A mí, como creyente, me gustaría una Iglesia que convocara menos manifestaciones en defensa de la familia y que se dedicara más a defender a la familia; yo quisiera formar parte de una Iglesia que se preocupa menos por la entrepierna de las personas y más por su situación económica o social: una noche de campamento, en La Barrosa, le planteábamos a Manolo Molina –y él asentía– que la obsesiva preocupación de la Iglesia por el sexo aleja a los jóvenes y a la parte más viva de los creyentes de los templos, donde por cierto nunca se oye clamar contra los empresarios que pagan mil euros o que despiden a las empleadas cuando se quedan embarazadas, que eso sí sería defender a la familia.

Yo quisiera ser Iglesia de una Iglesia que escuchara al Cardenal Martini –¡cuántos Carlo María Martini hacen falta en la Iglesia!– cuando dice que las preocupaciones de la Iglesia tienen que ser las mismas preocupaciones que tienen los jóvenes y los hombres de aquí y ahora.

A mí me gustaría que mi Iglesia estuviera llena de vida y que los templos no fueran un lugar donde las viejecitas –más o menos aburridas– van a dormitar la tarde del domingo sino el espacio alegre de celebración de un mensaje que revoluciona con la alegría y para la fraternidad entre los hombres.

A mí me gustaría ser tocado por la fuerza misteriosa de una Iglesia que está presente allí donde hay un hombre que sufre, una mujer que llora, un preso torturado, un homosexual ahorcado, un niño violado o explotado, una Iglesia que en medio del dolor alza su voz y denuncia el crimen y dice basta y pide que no se penalice el sufrimiento ni la diferencia y que sabe ver en la multiplicidad de las personas la riqueza de los hijos de Dios.
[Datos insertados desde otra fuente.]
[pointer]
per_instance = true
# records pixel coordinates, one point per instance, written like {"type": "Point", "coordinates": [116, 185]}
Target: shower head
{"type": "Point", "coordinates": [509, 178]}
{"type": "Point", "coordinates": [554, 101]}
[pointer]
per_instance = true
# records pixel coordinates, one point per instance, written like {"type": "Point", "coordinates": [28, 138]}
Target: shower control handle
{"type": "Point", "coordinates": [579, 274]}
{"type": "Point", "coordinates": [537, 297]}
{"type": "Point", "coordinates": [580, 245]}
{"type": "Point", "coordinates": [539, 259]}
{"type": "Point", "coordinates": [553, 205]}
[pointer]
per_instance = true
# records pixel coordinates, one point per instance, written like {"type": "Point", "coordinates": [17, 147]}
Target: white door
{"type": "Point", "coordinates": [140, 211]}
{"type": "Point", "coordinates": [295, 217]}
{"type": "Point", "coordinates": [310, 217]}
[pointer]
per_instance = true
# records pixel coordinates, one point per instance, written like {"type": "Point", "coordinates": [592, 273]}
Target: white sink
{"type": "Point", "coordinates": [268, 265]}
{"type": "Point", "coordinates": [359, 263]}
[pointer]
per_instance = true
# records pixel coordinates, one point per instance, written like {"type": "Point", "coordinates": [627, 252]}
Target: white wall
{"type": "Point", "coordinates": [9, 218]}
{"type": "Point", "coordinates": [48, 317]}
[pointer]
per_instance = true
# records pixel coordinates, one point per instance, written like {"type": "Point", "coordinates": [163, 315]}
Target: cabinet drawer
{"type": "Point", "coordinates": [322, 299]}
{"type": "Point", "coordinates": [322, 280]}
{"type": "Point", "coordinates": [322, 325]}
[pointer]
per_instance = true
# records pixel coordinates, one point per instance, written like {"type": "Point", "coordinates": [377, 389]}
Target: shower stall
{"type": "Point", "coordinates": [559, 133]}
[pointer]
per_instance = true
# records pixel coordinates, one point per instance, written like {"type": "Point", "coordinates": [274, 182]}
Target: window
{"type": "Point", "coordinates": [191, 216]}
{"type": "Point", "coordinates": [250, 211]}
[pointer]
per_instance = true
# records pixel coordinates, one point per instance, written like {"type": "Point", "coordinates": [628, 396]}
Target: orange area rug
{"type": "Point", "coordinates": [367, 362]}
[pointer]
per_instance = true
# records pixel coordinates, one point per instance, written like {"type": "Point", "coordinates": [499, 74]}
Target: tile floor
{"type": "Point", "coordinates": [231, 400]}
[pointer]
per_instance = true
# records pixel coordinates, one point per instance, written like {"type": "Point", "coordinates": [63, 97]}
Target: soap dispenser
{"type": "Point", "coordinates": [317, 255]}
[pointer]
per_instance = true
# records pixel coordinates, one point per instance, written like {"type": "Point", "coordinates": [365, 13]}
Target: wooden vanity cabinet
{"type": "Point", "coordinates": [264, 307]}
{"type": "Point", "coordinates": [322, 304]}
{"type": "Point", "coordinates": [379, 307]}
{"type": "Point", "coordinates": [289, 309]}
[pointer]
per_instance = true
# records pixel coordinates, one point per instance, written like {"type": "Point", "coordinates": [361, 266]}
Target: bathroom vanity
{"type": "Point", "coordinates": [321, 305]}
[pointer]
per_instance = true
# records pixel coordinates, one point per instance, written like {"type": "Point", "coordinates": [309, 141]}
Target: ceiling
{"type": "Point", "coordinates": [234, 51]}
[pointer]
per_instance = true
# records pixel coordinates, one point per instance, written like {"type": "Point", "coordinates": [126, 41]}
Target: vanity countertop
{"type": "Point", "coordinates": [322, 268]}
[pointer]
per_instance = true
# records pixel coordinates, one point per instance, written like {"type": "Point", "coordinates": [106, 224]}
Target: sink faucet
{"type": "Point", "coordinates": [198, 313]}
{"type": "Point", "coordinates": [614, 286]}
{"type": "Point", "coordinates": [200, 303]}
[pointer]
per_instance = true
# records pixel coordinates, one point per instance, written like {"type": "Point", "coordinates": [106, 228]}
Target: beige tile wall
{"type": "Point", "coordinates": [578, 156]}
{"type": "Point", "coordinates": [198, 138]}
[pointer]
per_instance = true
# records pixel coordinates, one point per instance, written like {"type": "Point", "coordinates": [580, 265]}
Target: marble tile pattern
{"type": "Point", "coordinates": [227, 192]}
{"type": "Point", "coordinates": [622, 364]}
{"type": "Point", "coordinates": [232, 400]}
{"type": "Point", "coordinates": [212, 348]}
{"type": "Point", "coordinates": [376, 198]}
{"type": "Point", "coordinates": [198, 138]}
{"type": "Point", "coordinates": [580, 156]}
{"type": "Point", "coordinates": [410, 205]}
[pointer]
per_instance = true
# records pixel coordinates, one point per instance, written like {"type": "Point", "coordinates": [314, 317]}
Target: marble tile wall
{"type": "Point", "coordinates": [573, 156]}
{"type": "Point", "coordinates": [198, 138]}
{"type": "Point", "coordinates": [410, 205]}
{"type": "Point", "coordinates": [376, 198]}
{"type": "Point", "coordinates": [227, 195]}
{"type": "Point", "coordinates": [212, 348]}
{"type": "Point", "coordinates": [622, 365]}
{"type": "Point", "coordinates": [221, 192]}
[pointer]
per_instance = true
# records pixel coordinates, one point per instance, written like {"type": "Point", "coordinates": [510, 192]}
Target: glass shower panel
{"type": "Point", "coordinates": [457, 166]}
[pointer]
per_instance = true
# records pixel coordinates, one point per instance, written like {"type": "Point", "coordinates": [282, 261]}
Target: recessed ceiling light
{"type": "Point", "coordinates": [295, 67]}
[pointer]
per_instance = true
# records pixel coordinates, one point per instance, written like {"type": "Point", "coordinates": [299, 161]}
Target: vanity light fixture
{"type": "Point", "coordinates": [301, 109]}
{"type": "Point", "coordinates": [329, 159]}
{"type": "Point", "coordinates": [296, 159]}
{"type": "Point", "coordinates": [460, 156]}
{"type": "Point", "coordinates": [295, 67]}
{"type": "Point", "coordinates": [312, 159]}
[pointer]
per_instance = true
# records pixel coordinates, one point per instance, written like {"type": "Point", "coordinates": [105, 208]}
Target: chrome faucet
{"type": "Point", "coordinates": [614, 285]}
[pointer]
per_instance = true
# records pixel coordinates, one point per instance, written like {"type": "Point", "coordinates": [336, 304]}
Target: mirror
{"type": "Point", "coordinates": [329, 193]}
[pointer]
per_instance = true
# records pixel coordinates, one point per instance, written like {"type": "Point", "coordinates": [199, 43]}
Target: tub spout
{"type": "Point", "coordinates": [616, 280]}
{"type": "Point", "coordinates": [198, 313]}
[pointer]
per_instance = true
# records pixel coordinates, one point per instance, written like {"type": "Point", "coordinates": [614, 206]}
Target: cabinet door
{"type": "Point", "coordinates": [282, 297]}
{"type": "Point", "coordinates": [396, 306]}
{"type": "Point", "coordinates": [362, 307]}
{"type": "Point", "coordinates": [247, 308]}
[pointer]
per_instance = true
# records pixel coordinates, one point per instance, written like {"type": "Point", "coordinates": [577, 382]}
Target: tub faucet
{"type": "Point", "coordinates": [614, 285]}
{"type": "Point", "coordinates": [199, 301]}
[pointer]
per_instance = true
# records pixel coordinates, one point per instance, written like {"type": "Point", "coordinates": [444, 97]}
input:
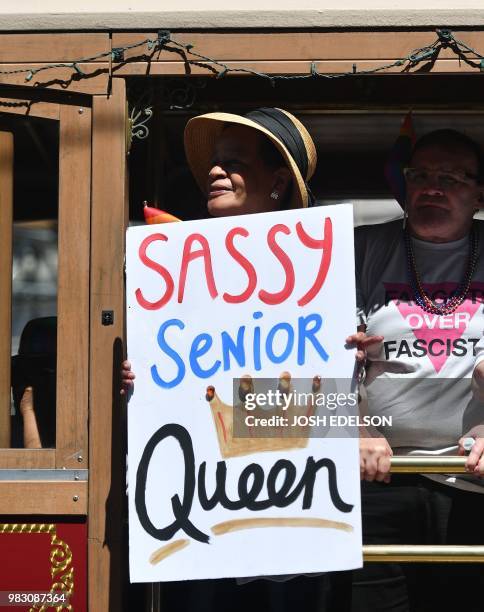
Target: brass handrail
{"type": "Point", "coordinates": [416, 553]}
{"type": "Point", "coordinates": [408, 553]}
{"type": "Point", "coordinates": [424, 464]}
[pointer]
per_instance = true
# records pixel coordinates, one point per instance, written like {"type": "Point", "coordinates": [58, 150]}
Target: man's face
{"type": "Point", "coordinates": [240, 181]}
{"type": "Point", "coordinates": [442, 193]}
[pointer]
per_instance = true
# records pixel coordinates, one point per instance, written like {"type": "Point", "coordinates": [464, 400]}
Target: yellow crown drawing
{"type": "Point", "coordinates": [250, 438]}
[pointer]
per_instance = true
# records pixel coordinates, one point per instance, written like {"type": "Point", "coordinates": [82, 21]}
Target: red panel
{"type": "Point", "coordinates": [26, 563]}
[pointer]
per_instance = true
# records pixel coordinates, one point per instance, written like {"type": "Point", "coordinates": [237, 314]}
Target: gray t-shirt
{"type": "Point", "coordinates": [422, 376]}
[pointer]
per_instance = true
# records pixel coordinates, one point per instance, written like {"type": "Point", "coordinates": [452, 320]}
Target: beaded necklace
{"type": "Point", "coordinates": [457, 296]}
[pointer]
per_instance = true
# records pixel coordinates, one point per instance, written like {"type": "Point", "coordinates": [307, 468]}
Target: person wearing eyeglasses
{"type": "Point", "coordinates": [420, 293]}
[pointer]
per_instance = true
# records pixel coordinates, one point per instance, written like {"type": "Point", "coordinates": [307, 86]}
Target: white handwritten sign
{"type": "Point", "coordinates": [213, 306]}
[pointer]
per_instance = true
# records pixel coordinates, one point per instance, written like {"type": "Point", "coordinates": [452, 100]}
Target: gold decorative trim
{"type": "Point", "coordinates": [61, 569]}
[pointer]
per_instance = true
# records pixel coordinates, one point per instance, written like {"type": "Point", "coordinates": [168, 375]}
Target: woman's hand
{"type": "Point", "coordinates": [375, 456]}
{"type": "Point", "coordinates": [475, 460]}
{"type": "Point", "coordinates": [127, 378]}
{"type": "Point", "coordinates": [368, 347]}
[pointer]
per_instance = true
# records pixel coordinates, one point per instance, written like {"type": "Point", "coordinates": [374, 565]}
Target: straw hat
{"type": "Point", "coordinates": [201, 134]}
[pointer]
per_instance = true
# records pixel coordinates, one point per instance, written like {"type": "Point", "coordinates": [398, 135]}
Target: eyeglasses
{"type": "Point", "coordinates": [445, 179]}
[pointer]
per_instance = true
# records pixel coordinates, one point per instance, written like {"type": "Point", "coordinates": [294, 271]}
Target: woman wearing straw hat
{"type": "Point", "coordinates": [257, 162]}
{"type": "Point", "coordinates": [253, 163]}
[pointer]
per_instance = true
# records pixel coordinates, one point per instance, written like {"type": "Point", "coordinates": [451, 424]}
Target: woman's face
{"type": "Point", "coordinates": [240, 181]}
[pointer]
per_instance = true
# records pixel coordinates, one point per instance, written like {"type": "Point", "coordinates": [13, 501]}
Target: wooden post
{"type": "Point", "coordinates": [107, 467]}
{"type": "Point", "coordinates": [73, 286]}
{"type": "Point", "coordinates": [6, 220]}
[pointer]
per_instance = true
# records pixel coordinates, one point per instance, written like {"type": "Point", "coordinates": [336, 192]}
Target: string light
{"type": "Point", "coordinates": [165, 42]}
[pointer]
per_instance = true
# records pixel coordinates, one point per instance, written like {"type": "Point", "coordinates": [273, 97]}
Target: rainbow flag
{"type": "Point", "coordinates": [398, 159]}
{"type": "Point", "coordinates": [155, 215]}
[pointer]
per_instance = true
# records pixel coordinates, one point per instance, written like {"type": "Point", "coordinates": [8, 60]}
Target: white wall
{"type": "Point", "coordinates": [190, 14]}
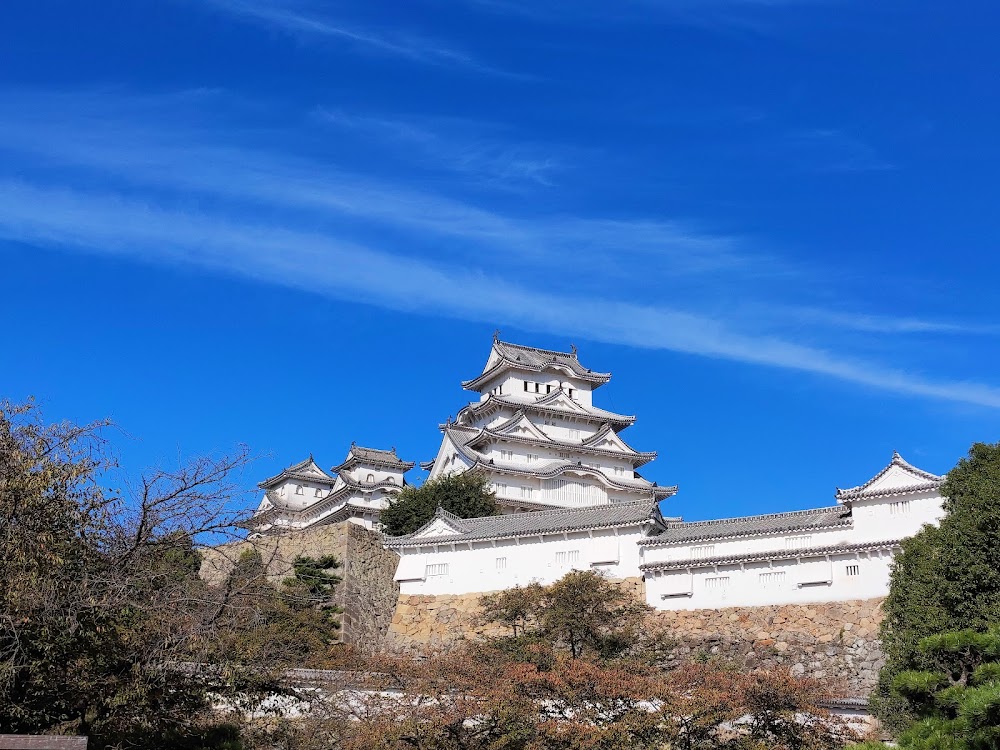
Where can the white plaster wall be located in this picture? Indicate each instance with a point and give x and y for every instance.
(473, 568)
(291, 499)
(769, 583)
(361, 473)
(895, 517)
(510, 384)
(748, 545)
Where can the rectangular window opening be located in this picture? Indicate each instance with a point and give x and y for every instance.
(718, 583)
(705, 550)
(772, 578)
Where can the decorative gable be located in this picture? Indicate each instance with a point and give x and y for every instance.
(609, 440)
(898, 478)
(520, 426)
(437, 527)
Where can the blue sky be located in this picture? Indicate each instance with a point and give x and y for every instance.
(295, 223)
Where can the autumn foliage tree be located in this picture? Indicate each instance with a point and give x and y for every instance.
(583, 612)
(104, 620)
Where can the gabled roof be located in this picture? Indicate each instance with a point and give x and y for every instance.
(772, 523)
(535, 438)
(556, 403)
(376, 457)
(535, 523)
(506, 356)
(305, 471)
(461, 438)
(898, 478)
(772, 554)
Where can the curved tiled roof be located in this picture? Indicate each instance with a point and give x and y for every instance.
(923, 481)
(307, 471)
(277, 506)
(534, 523)
(772, 523)
(534, 359)
(765, 555)
(544, 406)
(550, 470)
(638, 458)
(386, 459)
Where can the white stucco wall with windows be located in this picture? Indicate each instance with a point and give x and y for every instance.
(496, 564)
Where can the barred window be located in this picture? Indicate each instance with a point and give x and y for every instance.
(772, 579)
(802, 541)
(567, 557)
(900, 507)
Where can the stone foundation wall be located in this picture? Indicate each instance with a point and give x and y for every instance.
(367, 592)
(836, 642)
(431, 623)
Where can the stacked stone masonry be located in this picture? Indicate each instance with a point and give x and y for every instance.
(836, 642)
(367, 592)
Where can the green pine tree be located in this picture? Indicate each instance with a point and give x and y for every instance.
(946, 578)
(467, 495)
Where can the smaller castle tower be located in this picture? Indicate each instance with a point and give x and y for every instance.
(303, 495)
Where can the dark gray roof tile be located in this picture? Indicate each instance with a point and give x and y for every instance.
(773, 523)
(534, 523)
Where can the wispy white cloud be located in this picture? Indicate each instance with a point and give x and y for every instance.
(305, 19)
(91, 174)
(95, 134)
(112, 225)
(476, 149)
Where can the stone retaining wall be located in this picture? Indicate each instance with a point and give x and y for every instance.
(836, 642)
(367, 592)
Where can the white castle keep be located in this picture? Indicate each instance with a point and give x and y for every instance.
(573, 500)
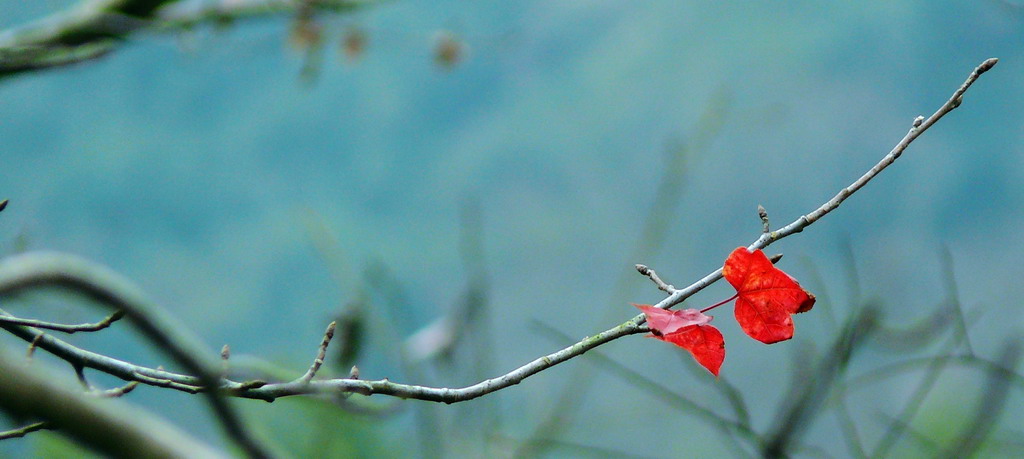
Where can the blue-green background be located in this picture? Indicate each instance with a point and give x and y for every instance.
(202, 165)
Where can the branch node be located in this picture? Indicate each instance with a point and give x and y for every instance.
(643, 269)
(33, 344)
(328, 335)
(765, 227)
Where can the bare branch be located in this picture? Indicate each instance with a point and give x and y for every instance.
(328, 335)
(22, 431)
(96, 28)
(765, 226)
(37, 269)
(4, 318)
(101, 425)
(31, 270)
(653, 278)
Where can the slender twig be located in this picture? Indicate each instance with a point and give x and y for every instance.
(118, 391)
(94, 29)
(105, 426)
(22, 431)
(799, 224)
(62, 327)
(27, 270)
(44, 425)
(32, 345)
(321, 353)
(765, 226)
(667, 288)
(30, 270)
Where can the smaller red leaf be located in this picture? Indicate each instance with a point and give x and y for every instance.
(704, 341)
(663, 322)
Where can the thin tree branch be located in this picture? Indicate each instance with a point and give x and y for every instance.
(799, 224)
(32, 270)
(36, 269)
(22, 431)
(93, 29)
(100, 425)
(4, 318)
(667, 288)
(328, 335)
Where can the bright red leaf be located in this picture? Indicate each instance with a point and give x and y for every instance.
(689, 330)
(766, 296)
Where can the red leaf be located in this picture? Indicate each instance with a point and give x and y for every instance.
(767, 296)
(704, 341)
(663, 322)
(689, 330)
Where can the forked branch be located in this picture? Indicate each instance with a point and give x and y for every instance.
(24, 272)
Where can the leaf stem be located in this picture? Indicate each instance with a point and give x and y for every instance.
(720, 303)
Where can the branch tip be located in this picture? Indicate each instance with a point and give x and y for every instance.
(765, 227)
(987, 65)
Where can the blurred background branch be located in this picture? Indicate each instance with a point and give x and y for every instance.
(96, 28)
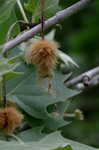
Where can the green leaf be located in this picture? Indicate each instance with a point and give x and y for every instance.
(78, 146)
(6, 67)
(50, 142)
(6, 9)
(34, 98)
(51, 7)
(5, 25)
(34, 134)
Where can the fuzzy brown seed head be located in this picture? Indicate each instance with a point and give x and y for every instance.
(43, 53)
(10, 119)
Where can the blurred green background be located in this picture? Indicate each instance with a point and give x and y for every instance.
(79, 37)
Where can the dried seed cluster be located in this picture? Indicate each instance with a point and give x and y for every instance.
(10, 119)
(43, 53)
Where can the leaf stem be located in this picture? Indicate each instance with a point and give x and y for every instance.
(16, 138)
(22, 11)
(4, 91)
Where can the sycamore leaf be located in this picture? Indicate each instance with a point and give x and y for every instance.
(35, 99)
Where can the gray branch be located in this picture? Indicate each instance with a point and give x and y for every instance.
(85, 80)
(52, 21)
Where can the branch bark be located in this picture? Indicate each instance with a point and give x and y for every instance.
(85, 80)
(52, 21)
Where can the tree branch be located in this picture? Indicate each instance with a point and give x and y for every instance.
(53, 20)
(85, 80)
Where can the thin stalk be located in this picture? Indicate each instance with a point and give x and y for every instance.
(22, 11)
(4, 91)
(42, 2)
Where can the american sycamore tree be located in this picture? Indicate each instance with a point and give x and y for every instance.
(35, 89)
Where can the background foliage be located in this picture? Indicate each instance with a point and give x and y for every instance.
(78, 36)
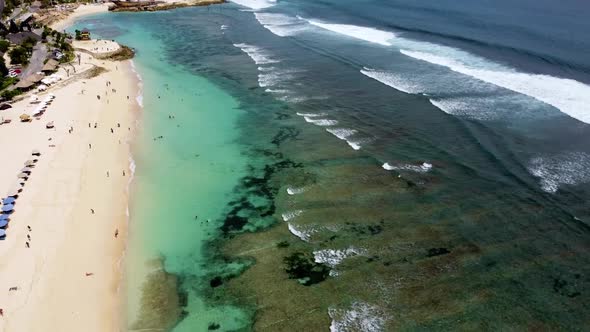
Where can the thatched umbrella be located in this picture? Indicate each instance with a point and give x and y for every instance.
(8, 200)
(13, 191)
(7, 208)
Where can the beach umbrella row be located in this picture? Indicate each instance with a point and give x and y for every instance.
(8, 200)
(7, 208)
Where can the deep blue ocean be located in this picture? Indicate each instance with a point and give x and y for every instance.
(395, 165)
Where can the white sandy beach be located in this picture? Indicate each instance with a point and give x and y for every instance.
(82, 10)
(68, 280)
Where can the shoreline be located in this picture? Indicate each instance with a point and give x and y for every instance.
(72, 206)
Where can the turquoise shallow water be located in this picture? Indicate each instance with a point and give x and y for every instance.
(188, 163)
(346, 183)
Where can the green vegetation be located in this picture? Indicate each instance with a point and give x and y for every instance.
(9, 94)
(7, 81)
(4, 46)
(19, 55)
(29, 43)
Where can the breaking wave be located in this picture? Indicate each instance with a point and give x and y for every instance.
(564, 169)
(257, 54)
(423, 168)
(361, 317)
(290, 215)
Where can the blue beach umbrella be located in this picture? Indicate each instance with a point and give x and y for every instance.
(7, 208)
(8, 200)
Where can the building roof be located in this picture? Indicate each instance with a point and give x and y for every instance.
(50, 65)
(19, 38)
(24, 84)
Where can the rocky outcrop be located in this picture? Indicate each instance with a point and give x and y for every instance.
(151, 6)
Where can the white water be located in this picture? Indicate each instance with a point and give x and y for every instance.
(567, 95)
(295, 191)
(257, 54)
(423, 168)
(291, 214)
(300, 232)
(255, 4)
(280, 24)
(320, 122)
(361, 317)
(571, 168)
(363, 33)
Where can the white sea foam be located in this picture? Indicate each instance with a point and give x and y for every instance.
(311, 115)
(320, 122)
(267, 79)
(333, 257)
(303, 233)
(291, 214)
(341, 133)
(568, 168)
(361, 317)
(567, 95)
(367, 34)
(257, 54)
(295, 191)
(280, 24)
(423, 168)
(355, 145)
(393, 80)
(255, 4)
(344, 134)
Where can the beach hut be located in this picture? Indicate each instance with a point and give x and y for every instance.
(13, 192)
(24, 84)
(8, 200)
(7, 208)
(85, 34)
(50, 65)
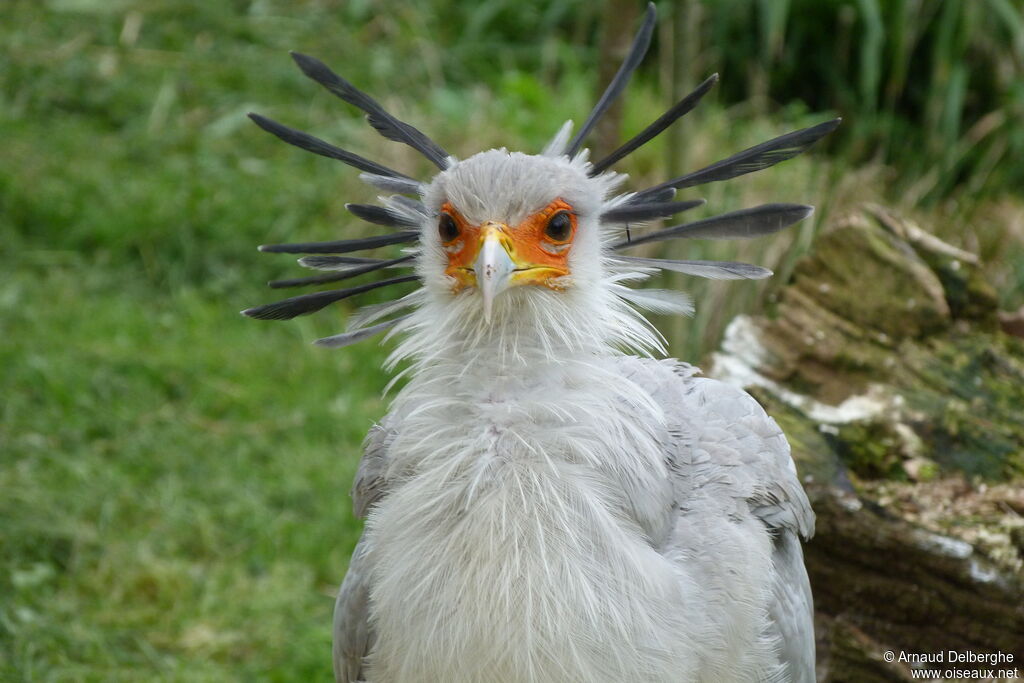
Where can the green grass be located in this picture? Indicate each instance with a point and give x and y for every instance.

Y yo quisiera ser parte de una Iglesia que escucha atentamente las palabras de André Compte-Sponville –filósofo y ateo– cuando dice que hay que luchar “contra los fanáticos y contra el oscurantismo”, miembro de una Iglesia que sea aliada “de todos los espíritus libres, abiertos y tolerantes, crean o no en Dios”: ¿qué hace la Iglesia de Francisco de Asís votando en la ONU al lado de Irán o de Yemen, por el amor de Dios?, ¿qué hace la Iglesia de Erasmo de Rotterdam tendiendo la mano a los lefebvrianos Abrahamowicz y Williamson, que bromean con las cámaras de gas del nazismo –“Sé que las cámaras de gas existieron para desinfectar, pero no sé decir si provocaron muertos o no”–, mientras persigue a los teólogos de la Liberación que se juegan la vida en las selvas de África o de Iberoamérica?

Y me gustaría ser un creyente al que dejasen coger –con amores de hijo dolorido– la mano de la Iglesia y, como a un niño al que se le enseña a andar, ayudarle a caminar más al lado de Maximiliano Kolbe, Juan XXIII, Ignacio Ellacuría, Antonio Gutiérrez “El Viejo” o Kike Figaredo y menos al lado de Kiko Argüello, Lefebvre o Escriba de Balaguer. Y enseñarle a pronunciar más palabras como amor, gracia, auxilio, esperanza, caridad, fe, compasión en el dolor y en la amargura y en la angustia y en la soledad, y paz, y menos palabras como exclusión, pecado o portazo.

Y a mí, para terminar, me gustaría ser parte de una Iglesia más humana y menos romana, que es menos italiana y menos europea y más universal para ser más católica, una Iglesia mestiza que no vuelve a hablar en latín porque quiere seguir hablando en las lenguas en las que la gente reza y pide pan y trabajo, una Iglesia que come el Pan y el Vino con la alegría de una misa bajo los pinos de La Barrosa, una Iglesia de las personas que abre las manos y acoge y que reza con el corazón limpio porque como dice Casaldáliga la verdadera revolución cristiana sólo se podrá hacer a fuerza de mucha oración.